It's been over two months since Google gave Nexus 5 and Nexus 7 owners a chance to tinker with the upcoming L release of Android, in what has been the biggest beta test in Android's short history. With all of us waiting on a release sometime in the fourth quarter of 2014, it's gratifying to know that the powers that be are hard at work getting Android L ready for primetime. If the latest updates to the public issue tracker are accurate, some of the biggest and most critical bugs in Android L have been patched.

The most dramatic of these is the Nexus devices' inability to send or receive MMS messages through the default Hangouts app. This only seems to happen on the American carriers AT&T and T-Mobile. Apparently the issue has been resolved: the final message from yesterday reads "The development team has fixed the issue you have reported. This change will be available as part of the next public release," and the status of the bug has been changed to "fixed." According to the letter of the message, you shouldn't expect to see the fix for this problem until Android L is published in its final form.

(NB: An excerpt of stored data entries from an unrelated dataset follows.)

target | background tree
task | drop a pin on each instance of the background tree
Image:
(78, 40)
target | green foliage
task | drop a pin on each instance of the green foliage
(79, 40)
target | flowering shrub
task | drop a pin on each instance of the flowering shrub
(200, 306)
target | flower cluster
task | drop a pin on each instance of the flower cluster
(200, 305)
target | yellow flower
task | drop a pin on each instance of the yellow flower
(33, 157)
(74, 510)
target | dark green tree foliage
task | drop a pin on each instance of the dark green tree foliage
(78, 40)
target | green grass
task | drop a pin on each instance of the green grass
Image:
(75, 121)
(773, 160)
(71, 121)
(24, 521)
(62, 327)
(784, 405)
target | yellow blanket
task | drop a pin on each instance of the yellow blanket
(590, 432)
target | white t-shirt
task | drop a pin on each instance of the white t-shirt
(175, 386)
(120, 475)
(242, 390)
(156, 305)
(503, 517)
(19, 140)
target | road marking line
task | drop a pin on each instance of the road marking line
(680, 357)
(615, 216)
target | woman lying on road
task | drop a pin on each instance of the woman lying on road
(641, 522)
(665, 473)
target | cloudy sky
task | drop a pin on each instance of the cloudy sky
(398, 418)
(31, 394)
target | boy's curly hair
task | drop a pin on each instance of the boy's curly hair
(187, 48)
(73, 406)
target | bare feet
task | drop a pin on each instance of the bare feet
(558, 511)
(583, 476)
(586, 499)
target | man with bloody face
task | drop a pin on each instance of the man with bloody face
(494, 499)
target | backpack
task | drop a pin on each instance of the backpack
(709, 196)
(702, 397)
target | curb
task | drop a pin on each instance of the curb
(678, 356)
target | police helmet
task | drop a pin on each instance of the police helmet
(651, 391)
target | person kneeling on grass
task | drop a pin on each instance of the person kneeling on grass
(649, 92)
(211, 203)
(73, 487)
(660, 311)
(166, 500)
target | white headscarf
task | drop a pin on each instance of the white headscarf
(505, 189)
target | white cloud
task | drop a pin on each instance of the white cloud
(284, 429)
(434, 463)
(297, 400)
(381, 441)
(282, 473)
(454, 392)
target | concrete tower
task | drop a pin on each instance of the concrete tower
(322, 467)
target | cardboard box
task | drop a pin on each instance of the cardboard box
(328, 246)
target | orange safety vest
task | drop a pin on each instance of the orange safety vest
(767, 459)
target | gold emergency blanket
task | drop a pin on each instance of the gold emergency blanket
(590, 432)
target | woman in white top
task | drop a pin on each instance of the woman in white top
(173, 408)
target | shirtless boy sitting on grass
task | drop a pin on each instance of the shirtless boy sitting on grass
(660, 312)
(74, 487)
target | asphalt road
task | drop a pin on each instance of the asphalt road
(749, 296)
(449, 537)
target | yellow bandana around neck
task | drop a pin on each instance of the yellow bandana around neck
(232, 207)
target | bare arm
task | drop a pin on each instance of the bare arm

Thirteen other bugs have been marked as "fixed" in the last 24 hours, with the same indication that they'll be changed in the release build. They range from the annoying (missing emoji, the dialpad's 7 replaced with an "S") to the crippling (lockscreen hangs, absent notifications). You can see all of them, as well as nine more bugs marked "fixed" back in July, by using a filter on the developer preview hub of Code.Google.com. There are still hundreds of bugs that need fixing between now and release time.

We still don't know exactly when a public release of Android L will be available, or indeed, what new hardware or capabilities Google will show off when it comes. (Or what they'll call it.) But given the company's propensity for showing new developer phones in October or November of the last three years, we can reasonably expect something in the next couple of months.